Infrastructure protection (SEC 5, SEC 6)

What it is. Defending your networks (SEC 5) and your compute resources (SEC 6) through defense in depth. This is “security at all layers” applied to the plumbing.

Why it matters. A flat network or an unpatched host turns a single foothold into lateral movement across the estate. Layered controls ensure no single failure is catastrophic.

How to do it well — network. Design VPCs with private subnets for workloads and no direct internet path; use NAT gateways for egress and VPC endpoints (interface/Gateway) so traffic to AWS services never traverses the internet. Segment with security groups (stateful, instance-level, default-deny) and network ACLs (stateless, subnet-level) as a second layer. Centralize egress and inspection through AWS Network Firewall (stateful IDS/IPS, domain filtering) and Route 53 Resolver DNS Firewall in an inspection VPC fronting a Transit Gateway. At the edge, AWS WAF protects HTTP(S) endpoints (ALB, CloudFront, API Gateway, AppSync) with managed and custom rules, and AWS Shield Advanced provides DDoS protection with cost protection and a response team. Govern WAF/Firewall rules org-wide with AWS Firewall Manager.

How to do it well — compute. Reduce the attack surface and patch continuously. Harden AMIs with EC2 Image Builder producing golden, scanned images on a schedule. Manage patching with AWS Systems Manager Patch Manager and operate hosts agentlessly via SSM Session Manager (no SSH bastions, no inbound 22). Scan continuously with Amazon Inspector for CVEs and network reachability across EC2, ECR container images, and Lambda. Enforce IMDSv2 to defeat SSRF-based credential theft. Prefer immutable infrastructure: rebuild and redeploy rather than patch in place. For serverless and containers, the principle is the same — minimal base images, scanned in the pipeline, with the smallest possible execution role.

Layer Control AWS service
Edge / L7 WAF rules, DDoS mitigation AWS WAF, AWS Shield Advanced
Network perimeter IDS/IPS, domain/egress filtering AWS Network Firewall, DNS Firewall
Segmentation Stateful + stateless rules Security groups, network ACLs
Private connectivity Keep traffic off the internet VPC endpoints, PrivateLink
Host access Agentless shell, no inbound SSH SSM Session Manager
Patch & image hygiene Golden images, patch baselines EC2 Image Builder, Patch Manager
Vulnerability scanning CVE + reachability Amazon Inspector
Org-wide rule enforcement Central WAF/SG policy AWS Firewall Manager

Artifacts and decisions. Network topology and segmentation diagrams; the centralized-inspection design; AMI hardening pipeline definitions; a patch SLA per environment; and the WAF rule baseline. Key decision: centralized inspection VPC (clean, governable, adds latency/cost) versus distributed firewalls.

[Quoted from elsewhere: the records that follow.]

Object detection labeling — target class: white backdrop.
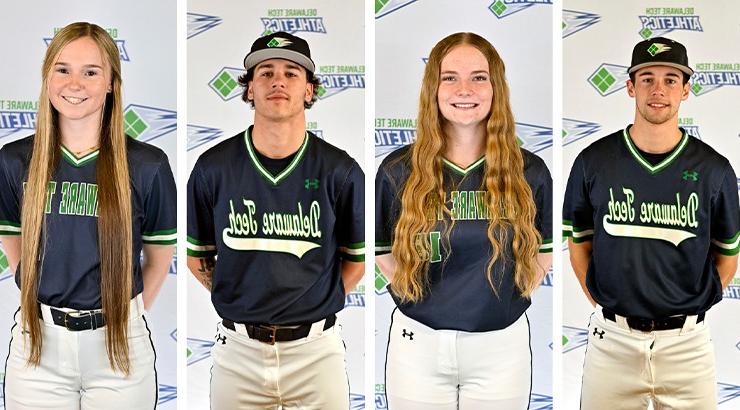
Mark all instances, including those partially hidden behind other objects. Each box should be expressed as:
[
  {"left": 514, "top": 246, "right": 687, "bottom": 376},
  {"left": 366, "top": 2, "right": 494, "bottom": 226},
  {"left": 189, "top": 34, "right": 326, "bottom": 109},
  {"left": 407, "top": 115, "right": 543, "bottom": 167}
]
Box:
[
  {"left": 374, "top": 0, "right": 553, "bottom": 410},
  {"left": 561, "top": 0, "right": 740, "bottom": 410},
  {"left": 0, "top": 0, "right": 177, "bottom": 409},
  {"left": 187, "top": 0, "right": 365, "bottom": 409}
]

Data protection (SEC 7, SEC 8, SEC 9)

What it is. Classifying data (SEC 7), protecting it at rest (SEC 8) and in transit (SEC 9), and keeping people away from it. The unifying goal of the pillar — reduce the chance that the wrong eyes ever see sensitive data.

Why it matters. Data is the asset you actually protect. Encryption and classification limit the impact of every other control failing.

How to do it well — classify. You cannot protect uniformly what you don’t understand. Define data classification tiers (e.g., Public / Internal / Confidential / Restricted) and tag resources accordingly. Use Amazon Macie to discover and classify sensitive data (PII, credentials, financial data) in S3 automatically, feeding findings into Security Hub.

How to do it well — at rest. Encrypt everything, and make it the default. AWS KMS is the backbone: use customer-managed keys (CMKs) for sensitive data so you control the key policy, rotation, and grants; the key policy plus IAM is how you enforce separation of duties (the team that uses data isn’t the team that can delete its key). Enable default encryption on S3, EBS, RDS/Aurora, DynamoDB, and snapshots; enforce it preventively with SCPs and Config rules (deny unencrypted creation). For regulatory custody requirements, AWS CloudHSM gives you single-tenant FIPS 140-2/3 Level 3 HSMs. Protect against accidental or malicious deletion with S3 Object Lock, versioning, MFA Delete, and AWS Backup with vault lock (WORM). Reduce direct human access to data entirely with tokenization and query-only access patterns.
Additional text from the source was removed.